The PARTS study of ADAS and how these systems can save lives is the largest joint study of safety systems between government and automakers to date. It was achieved by working with a short list of car manufacturers who provided PARTS with vehicle fitment data for 47 million cars from 2015 to 2020. PARTS then cross-checked this data with 12 million crashes recorded by the police in 13 states, provided by the National Highway Traffic Safety Administration. At the time of the study, the automakers involved were General Motors, Honda, Toyota, Nissan, Mazda, Mitsubishi, Stellantis and Subaru. These brands hold a combined total of 65% of the automotive market. Now that Ford has joined the partnership, that market share increases to around 80%.
As more automakers incorporate these systems as standard equipment, the safer our roads will be. Mazda, for example, now has FCW and AEB fitted across its vehicle lineup.

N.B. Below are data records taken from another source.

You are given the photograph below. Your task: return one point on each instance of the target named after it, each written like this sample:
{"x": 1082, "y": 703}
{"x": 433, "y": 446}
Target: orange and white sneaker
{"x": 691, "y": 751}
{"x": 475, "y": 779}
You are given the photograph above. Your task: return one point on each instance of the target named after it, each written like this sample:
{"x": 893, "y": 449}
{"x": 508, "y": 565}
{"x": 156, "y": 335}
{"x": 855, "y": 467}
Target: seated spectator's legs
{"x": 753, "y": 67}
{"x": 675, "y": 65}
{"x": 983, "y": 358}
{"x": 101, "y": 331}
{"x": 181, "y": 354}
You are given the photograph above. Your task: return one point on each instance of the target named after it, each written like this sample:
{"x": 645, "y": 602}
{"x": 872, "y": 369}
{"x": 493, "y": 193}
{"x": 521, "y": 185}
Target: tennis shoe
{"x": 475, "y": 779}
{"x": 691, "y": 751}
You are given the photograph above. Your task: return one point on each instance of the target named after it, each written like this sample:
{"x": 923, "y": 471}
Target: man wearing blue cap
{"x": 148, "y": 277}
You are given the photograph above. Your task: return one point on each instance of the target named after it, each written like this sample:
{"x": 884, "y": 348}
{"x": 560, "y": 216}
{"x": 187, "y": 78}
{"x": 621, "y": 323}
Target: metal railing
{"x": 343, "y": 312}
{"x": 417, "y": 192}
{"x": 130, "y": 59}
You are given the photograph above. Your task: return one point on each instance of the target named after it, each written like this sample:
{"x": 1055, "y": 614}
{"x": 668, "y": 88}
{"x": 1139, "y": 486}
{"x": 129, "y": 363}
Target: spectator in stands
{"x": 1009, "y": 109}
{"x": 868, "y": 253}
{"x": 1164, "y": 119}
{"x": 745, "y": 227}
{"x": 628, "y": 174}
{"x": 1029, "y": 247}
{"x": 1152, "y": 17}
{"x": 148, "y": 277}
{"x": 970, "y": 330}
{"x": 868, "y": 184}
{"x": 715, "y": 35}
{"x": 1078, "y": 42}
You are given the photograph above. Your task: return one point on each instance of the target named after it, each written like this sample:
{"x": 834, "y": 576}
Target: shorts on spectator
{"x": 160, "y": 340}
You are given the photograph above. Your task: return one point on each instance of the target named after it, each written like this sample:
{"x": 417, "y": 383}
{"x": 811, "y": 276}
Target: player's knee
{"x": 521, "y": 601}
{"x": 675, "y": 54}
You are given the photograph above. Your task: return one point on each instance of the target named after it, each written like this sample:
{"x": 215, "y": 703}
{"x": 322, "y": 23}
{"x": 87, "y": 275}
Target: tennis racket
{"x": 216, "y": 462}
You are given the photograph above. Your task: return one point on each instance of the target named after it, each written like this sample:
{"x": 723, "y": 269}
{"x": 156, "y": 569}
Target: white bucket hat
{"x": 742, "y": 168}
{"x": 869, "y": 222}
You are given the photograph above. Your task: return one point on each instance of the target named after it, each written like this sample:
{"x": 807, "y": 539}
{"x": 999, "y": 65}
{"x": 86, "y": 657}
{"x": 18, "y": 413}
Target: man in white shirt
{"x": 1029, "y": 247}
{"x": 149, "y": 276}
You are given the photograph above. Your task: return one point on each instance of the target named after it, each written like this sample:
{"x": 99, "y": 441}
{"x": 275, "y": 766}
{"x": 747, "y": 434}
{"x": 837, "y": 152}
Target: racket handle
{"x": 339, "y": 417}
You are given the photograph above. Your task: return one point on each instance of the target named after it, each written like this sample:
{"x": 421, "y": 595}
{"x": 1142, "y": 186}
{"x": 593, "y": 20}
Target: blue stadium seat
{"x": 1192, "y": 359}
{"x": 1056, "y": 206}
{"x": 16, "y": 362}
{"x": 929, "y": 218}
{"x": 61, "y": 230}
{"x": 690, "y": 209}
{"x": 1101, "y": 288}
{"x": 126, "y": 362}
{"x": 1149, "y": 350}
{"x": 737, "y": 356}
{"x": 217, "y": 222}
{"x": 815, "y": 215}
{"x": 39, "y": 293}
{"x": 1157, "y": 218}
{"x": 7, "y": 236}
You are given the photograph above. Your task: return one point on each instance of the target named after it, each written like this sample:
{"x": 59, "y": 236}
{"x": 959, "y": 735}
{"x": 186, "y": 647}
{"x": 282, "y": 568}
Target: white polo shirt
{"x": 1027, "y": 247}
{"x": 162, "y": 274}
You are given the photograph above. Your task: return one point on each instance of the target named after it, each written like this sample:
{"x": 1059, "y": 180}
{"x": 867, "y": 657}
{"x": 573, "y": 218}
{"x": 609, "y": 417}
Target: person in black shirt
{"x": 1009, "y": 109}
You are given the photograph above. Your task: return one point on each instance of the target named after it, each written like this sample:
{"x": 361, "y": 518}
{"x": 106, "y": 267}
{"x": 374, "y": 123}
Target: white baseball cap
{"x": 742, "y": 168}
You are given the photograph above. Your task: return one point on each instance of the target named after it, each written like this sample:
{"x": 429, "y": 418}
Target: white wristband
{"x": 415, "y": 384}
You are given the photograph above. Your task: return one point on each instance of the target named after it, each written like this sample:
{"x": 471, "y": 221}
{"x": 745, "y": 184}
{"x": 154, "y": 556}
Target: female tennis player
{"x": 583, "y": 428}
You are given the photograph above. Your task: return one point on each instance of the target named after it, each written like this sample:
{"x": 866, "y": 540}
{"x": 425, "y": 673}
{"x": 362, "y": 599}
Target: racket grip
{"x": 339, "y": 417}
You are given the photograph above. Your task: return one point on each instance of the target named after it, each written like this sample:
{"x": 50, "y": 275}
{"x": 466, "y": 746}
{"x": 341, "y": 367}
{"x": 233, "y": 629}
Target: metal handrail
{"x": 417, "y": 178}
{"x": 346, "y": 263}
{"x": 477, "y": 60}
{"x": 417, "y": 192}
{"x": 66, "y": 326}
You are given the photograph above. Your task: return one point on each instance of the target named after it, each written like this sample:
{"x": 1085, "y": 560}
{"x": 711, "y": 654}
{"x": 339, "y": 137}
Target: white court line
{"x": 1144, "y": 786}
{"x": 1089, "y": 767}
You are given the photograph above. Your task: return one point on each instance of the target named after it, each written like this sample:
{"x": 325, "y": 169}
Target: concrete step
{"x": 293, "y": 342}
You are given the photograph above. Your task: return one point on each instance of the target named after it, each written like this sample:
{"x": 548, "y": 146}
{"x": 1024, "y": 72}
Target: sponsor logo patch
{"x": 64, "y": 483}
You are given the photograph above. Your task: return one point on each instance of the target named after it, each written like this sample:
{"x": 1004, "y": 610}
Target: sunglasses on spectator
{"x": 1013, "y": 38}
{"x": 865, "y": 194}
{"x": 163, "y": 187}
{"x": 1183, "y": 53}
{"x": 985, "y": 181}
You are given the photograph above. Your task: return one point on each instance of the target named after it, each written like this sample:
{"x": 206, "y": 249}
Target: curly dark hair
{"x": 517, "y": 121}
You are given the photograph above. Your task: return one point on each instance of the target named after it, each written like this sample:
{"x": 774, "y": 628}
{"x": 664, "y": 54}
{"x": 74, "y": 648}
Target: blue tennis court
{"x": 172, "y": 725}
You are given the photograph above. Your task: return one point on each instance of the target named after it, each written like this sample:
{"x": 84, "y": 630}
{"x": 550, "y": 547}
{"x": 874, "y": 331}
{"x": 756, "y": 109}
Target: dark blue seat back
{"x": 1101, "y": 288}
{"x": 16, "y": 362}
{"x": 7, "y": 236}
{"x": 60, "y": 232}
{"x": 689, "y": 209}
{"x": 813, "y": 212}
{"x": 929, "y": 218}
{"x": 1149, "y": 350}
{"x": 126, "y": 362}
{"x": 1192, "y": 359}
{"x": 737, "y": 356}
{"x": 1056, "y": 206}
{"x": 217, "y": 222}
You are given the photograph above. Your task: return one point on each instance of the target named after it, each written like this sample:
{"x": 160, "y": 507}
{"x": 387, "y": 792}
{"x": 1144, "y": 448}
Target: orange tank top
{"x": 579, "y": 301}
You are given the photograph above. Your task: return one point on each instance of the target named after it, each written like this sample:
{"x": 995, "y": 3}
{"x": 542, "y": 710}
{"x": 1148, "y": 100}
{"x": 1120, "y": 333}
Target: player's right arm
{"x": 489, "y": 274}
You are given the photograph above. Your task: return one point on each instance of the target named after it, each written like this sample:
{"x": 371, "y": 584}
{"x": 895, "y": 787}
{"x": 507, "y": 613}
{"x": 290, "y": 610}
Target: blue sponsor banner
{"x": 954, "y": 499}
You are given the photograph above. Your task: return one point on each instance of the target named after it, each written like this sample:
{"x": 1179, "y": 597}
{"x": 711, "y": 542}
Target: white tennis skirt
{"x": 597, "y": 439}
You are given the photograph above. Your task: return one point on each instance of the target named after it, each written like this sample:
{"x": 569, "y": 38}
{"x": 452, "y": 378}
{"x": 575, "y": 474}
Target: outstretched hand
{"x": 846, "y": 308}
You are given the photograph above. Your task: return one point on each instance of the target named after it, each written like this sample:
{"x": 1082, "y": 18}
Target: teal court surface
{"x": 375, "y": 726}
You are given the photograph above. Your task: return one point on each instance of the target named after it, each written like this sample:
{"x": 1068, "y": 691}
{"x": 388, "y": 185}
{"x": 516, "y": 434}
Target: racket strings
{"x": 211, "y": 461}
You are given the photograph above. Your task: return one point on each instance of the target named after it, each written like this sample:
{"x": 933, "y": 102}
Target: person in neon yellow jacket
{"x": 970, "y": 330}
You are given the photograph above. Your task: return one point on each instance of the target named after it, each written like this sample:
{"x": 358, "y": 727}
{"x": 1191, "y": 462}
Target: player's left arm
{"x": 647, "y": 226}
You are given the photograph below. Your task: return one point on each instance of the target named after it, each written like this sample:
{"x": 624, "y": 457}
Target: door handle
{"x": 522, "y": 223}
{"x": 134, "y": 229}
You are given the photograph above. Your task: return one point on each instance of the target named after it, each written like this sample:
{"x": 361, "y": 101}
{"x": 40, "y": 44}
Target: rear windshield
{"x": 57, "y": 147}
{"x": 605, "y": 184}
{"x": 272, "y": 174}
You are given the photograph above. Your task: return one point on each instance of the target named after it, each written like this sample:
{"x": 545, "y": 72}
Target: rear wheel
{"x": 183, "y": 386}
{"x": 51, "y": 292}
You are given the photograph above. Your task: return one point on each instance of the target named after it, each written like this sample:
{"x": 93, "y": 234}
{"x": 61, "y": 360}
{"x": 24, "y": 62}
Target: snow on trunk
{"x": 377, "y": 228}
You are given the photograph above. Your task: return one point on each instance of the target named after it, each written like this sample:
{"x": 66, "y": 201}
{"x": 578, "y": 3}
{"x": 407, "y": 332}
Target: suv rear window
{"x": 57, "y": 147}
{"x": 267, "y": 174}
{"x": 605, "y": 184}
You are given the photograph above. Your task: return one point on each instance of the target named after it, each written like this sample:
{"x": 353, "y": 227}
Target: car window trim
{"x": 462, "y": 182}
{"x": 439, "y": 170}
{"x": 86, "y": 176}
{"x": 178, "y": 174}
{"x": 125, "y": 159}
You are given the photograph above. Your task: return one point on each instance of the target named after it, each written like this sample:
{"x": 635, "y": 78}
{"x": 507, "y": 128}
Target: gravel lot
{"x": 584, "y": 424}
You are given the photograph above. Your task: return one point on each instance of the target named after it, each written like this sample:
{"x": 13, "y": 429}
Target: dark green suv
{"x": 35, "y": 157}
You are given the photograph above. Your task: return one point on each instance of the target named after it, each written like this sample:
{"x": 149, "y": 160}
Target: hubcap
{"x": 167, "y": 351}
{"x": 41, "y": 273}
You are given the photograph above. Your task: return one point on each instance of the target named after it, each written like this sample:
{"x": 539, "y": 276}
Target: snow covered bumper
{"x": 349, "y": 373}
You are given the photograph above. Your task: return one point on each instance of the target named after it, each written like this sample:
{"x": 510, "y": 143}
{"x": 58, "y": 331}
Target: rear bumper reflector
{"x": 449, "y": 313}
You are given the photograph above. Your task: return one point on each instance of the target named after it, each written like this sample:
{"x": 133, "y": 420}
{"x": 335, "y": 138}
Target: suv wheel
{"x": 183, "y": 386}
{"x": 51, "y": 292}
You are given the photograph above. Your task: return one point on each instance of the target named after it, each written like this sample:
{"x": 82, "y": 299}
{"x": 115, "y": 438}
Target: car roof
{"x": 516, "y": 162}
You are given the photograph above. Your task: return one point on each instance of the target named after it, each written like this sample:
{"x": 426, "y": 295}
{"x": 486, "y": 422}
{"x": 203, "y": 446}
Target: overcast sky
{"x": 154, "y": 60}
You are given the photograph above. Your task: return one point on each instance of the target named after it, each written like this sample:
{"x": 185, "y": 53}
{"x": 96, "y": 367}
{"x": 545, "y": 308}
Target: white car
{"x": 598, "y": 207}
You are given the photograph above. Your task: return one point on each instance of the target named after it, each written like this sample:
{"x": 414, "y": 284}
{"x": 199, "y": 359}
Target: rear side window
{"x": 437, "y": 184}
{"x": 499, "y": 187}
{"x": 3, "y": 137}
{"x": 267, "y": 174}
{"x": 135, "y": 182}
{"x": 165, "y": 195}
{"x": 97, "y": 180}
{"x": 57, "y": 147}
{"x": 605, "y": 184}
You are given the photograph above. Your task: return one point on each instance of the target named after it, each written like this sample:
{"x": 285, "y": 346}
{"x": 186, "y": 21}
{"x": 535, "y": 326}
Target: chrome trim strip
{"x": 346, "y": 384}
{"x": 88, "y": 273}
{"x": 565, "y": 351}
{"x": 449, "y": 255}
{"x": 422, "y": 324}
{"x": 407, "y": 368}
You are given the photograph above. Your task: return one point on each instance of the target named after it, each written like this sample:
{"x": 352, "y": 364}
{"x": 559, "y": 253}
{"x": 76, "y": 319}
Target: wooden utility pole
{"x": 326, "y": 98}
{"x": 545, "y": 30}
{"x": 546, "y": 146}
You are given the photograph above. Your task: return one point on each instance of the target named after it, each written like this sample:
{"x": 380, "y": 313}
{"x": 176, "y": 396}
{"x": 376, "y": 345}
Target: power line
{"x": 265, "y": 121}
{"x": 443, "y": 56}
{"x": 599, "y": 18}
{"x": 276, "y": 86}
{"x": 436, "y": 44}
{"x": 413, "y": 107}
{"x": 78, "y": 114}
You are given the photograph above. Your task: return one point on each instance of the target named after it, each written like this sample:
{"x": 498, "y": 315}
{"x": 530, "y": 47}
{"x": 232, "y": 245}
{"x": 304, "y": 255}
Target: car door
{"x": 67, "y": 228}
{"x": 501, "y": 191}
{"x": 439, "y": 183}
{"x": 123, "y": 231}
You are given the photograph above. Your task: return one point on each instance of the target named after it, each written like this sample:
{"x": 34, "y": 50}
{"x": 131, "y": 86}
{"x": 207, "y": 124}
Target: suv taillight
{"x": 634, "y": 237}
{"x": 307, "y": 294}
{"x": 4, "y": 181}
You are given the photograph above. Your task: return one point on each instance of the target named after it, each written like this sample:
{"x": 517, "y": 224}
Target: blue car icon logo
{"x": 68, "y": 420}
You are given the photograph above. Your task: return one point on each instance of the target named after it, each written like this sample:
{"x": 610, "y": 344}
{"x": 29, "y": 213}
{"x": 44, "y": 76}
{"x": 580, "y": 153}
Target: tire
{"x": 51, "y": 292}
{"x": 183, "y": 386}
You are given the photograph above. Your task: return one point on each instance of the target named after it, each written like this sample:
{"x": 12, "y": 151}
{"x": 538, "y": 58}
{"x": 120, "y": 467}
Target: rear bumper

While fully autonomous driving could one day make the roads safer, that is certainly not the case today. Even the best automated driving aids available today, such as GM’s Super Cruise, Ford’s BlueCruise and Tesla’s Autopilot, require constant driver attention while in operation. Plus, none of them even come close to true self-driving.
However, the aforementioned advanced driver assistance features, which act more like helpful backups for the driver, have been proven to consistently save lives by preventing crashes or significantly reducing their damage.